I find a bag of money!!!
It is a clear plastic bag, of the sort that they give you in banks. I pick it up from beneath the pile of household bills, where it had been hidden.
There are some notes in there, and many coins. I study the bag in puzzlement.
“Is this your money?” I ask the LTLP, who has arrived in the kitchen to check that I am not doing something that I shouldn’t.
The LTLP denies all knowledge of the money, and is as confused as I am. We don’t use bank bags, and certainly won’t have mislaid forty-five quid without noticing.
“Whose could it be?” she asks.
“It is like some weird reverse burglary,” I ponder. “Have we lost anything to the value of about forty-five pounds? That somebody could have paid us for, without us knowing?” It seems unlikely.
We go through a mental list of people who have visited the Cottage in the past couple of weeks, and whether they would have been anywhere near our pile of household bills. My sister, RonnieB, seems the most likely suspect.

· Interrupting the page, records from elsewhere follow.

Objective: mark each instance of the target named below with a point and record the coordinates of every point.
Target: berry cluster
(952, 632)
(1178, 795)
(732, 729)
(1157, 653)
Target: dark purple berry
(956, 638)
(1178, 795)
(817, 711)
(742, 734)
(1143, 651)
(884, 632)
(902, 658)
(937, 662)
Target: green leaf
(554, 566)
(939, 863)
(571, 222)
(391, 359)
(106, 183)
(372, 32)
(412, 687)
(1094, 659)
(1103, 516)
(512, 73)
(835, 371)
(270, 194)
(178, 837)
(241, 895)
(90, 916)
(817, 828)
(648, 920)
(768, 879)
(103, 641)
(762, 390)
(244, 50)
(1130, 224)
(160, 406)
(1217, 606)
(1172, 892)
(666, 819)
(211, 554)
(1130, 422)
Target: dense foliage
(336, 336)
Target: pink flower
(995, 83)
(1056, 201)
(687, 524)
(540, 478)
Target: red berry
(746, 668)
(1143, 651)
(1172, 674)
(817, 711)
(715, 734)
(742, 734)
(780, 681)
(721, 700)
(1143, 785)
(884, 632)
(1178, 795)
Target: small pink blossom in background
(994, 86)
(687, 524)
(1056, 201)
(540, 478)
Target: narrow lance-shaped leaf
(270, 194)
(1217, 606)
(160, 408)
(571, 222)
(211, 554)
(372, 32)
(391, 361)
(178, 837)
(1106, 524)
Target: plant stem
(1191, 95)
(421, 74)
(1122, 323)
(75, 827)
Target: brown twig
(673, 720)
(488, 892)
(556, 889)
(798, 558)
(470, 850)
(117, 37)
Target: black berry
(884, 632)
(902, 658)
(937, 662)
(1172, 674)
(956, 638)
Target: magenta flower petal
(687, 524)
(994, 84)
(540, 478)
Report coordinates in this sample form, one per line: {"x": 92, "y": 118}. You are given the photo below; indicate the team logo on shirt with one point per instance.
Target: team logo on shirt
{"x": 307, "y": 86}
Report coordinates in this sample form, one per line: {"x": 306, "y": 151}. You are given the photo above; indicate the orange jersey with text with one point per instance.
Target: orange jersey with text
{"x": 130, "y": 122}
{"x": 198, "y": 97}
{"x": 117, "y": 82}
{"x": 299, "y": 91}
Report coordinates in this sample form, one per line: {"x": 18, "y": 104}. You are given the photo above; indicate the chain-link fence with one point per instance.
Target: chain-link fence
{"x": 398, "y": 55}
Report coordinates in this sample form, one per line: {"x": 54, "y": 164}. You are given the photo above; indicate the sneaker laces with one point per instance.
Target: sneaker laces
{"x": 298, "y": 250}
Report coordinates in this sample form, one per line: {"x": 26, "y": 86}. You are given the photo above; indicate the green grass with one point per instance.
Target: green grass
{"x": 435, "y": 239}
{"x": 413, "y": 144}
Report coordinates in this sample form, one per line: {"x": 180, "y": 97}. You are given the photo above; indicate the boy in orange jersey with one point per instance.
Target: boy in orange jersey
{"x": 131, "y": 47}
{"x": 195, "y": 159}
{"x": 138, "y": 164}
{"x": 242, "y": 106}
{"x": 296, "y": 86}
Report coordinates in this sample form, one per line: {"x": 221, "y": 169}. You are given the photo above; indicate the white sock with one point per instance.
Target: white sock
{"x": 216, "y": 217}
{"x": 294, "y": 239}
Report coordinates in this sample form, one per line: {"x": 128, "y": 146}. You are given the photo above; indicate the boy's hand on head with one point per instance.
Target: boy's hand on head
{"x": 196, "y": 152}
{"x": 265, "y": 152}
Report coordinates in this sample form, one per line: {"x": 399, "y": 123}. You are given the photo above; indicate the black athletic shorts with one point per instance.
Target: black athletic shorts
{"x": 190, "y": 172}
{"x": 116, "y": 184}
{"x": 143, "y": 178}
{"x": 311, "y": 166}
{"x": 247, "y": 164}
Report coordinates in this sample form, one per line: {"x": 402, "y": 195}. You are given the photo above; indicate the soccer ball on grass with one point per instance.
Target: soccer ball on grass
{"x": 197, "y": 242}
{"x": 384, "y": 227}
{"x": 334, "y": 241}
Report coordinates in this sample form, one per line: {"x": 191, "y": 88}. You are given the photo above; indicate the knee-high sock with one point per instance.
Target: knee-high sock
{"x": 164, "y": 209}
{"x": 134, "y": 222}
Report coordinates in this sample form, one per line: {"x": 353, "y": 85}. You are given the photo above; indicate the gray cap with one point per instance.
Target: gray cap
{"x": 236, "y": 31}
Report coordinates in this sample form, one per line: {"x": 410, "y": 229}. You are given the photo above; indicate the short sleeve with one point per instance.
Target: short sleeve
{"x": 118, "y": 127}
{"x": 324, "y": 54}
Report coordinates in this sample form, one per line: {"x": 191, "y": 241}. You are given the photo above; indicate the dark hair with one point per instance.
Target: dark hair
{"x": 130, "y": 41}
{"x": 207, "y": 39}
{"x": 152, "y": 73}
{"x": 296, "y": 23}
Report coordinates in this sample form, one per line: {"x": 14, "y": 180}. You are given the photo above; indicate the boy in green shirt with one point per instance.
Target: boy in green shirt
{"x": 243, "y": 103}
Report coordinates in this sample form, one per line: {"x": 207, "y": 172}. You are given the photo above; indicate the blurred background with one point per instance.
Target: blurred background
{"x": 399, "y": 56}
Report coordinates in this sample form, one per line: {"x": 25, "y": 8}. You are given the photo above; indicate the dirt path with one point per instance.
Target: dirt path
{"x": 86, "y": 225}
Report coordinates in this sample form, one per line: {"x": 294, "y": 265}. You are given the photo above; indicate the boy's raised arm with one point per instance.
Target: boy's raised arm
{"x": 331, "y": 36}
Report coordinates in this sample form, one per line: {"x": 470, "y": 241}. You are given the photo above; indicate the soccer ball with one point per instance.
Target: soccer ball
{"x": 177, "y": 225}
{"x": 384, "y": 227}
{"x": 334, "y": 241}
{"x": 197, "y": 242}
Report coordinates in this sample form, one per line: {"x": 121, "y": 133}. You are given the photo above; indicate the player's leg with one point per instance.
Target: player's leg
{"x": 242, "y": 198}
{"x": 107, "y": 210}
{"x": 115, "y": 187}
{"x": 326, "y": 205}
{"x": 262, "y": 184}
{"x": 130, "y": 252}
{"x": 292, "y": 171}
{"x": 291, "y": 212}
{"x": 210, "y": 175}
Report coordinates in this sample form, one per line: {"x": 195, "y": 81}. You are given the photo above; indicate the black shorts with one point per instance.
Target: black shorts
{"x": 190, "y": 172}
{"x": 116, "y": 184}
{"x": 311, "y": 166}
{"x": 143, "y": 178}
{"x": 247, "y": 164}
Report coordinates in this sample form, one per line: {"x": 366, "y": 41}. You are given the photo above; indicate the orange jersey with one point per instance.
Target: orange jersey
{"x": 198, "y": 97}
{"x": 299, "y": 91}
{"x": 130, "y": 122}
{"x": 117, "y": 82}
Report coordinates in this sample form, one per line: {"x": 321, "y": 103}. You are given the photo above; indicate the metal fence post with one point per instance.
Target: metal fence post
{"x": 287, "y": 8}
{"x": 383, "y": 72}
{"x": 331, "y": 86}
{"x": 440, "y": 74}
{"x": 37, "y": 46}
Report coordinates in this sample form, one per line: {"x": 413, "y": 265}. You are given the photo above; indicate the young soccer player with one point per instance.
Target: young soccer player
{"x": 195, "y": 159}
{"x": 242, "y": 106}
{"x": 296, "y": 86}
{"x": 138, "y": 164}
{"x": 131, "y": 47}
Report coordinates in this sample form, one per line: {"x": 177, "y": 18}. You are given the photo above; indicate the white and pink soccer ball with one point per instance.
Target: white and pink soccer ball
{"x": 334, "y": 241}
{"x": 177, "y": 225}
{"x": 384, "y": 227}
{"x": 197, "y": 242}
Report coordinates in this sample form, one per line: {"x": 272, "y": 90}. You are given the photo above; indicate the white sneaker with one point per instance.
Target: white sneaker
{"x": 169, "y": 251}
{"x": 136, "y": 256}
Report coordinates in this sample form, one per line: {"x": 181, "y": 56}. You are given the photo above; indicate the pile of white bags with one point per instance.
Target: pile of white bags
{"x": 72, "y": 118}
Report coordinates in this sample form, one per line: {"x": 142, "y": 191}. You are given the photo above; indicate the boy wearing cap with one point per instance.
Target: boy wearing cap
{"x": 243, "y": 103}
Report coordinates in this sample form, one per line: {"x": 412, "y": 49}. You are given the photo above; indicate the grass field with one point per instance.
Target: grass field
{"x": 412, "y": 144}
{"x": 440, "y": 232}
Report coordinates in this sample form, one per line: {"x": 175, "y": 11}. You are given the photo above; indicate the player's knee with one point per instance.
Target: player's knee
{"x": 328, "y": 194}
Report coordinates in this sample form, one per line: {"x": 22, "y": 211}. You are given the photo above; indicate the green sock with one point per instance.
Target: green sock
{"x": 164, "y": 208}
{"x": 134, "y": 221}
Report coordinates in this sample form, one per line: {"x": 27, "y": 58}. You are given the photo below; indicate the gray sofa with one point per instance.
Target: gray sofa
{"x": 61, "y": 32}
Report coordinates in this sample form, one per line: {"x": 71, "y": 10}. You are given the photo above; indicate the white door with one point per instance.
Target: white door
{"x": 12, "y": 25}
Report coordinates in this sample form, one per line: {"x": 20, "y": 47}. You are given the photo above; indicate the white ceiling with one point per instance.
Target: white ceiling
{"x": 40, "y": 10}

“Did you lose any money when you visited?” I ask her, using the telephone.
“Yes! I did!” she replies.
“How much?” I demand.
“It was – umm – about two hundred pounds?” she replies.
I put the phone down, and park myself in an armchair to consider the problem. Having always been a fan of the Sherlock Holmes books, apart from ‘The Engineer’s Thumb,’ this is my opportunity to follow the methods of the great detective. It is not often that the normal layperson is presented with this sort of opportunity! I do not have any cocaine to hand, so I pour myself another glass of wine and have a quick strum on the banjo.
The bag is clear, and contains money. What am I seeing but not observing? Before too long, I start to get into the Holmsean mindset.
“Sniff this,” I request. “Would you say that the bag was the property of a smoker?”
The LTLP smells the bag. “No,” she says.
“Oh. I thought it was,” I reply. Already we have had a breakthrough and established that the money may, or may not, have belonged to a smoker.
“We don’t use bags like this,” I say. “The only time where we might have a bank bag is if we were going on holiday and had some foreign money. Maybe we then transferred the foreign money to our pockets, swapping it with the English money?”
“When, precisely?”
I open the bag with forensic hands. Carefully, I take each note and coin and examine their dates, one by one. When I am done, I announce my findings. “The newest coin in here is from 2008. So the bag has lain there no longer than that. Where that’s foreign have we been on holiday since 2008?”
“But I tidied up that shelf last week,” she replies. I am a little disappointed that she is not more impressed with my timeframe deductions.
I ponder some more. I am seeing, but not observing. Seeing, but not observing. The coins are of mixed denominations, and so don’t fit the profile of raffle ticket money, or a float for a market stall. The answer, I am sure, is in the bag.
“Let’s work through the case slowly,” I say. “You have a bag like this for one of two reasons. Firstly, if you get an exact quantity of money from the bank. But the coins in here are mixed, so it is not that. Secondly, if you have money that you want to keep separate from your other money, because it has some significance or something.”
I clasp my hands together as my brain works overtime.
“I’ve got it!” I shout triumphantly. And I have – I really have solved the mystery. “It’s my money. John Twonil gave it to me on Thursday as my share of the snooker club funds.” She stares at me. “I was a bit pissed at the time,” I add.
I wave the money around, happily. “You see? By following the methods of Sherlock Holmes, it’s possible to solve any problem.”
“You do not need to follow the methods of Sherlock Holmes when it is your own fucking money,” she replies.